Breathe is a tearjerker, but not a sad or depressing film. Andy Serkis does not wallow in the misery of polio. It is the exact opposite approach. He portrays the Cavendish family as strength and courage personified. Diana was not going to let Robin die, or waste away in a soul crushing environment. She did not buy into the politics of despair. Her resolve was the rising tide that lifted every boat. Serkis captures these moments with sensitivity. They embraced their situation and changed the nature of the game completely. Serkis does a fantastic job of accentuating the positive.

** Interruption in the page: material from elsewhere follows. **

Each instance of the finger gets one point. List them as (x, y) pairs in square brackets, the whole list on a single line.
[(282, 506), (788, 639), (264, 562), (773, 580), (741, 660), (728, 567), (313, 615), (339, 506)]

The leads are tremendous, but Claire Foy is truly exceptional. She carries this film with an Oscar worthy performance. I was aware of Foy and her bevy of awards for Netflix's The Queen. I've never seen the show, but now understand why she is so well regarded. Andrew Garfield is in a wheelchair or a bed for ninety percent of this film. Most of his performance is in reaction to Foy's. She is the rock in this story. Their relationship was honest. One of the best scenes in the film, akin to the classic Breaking the Waves, has Robin concerned about her physical needs. Foy's response is so truthful and brilliant; you understand the depth of her talent.

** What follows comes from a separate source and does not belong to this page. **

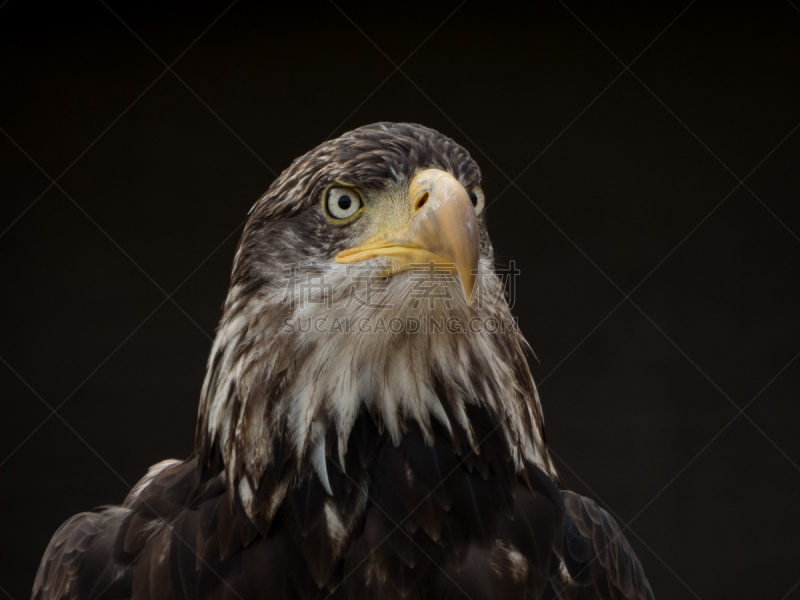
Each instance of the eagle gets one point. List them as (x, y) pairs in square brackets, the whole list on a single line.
[(362, 433)]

Breathe has moments of levity that some might find too theatrical. I disagree; the humor is just as important as the drama. Life's happy moments deserve as much screen time as the sad ones. Andy Serkis wants to raise your spirits, not drown them in bleakness. Robin and Diana Cavendish overcame his struggles together. Love conquers all is a story this pessimistic world needs. From Bleecker Street and STX Films, you'll shed a few tears, but leave Breathe with a smile.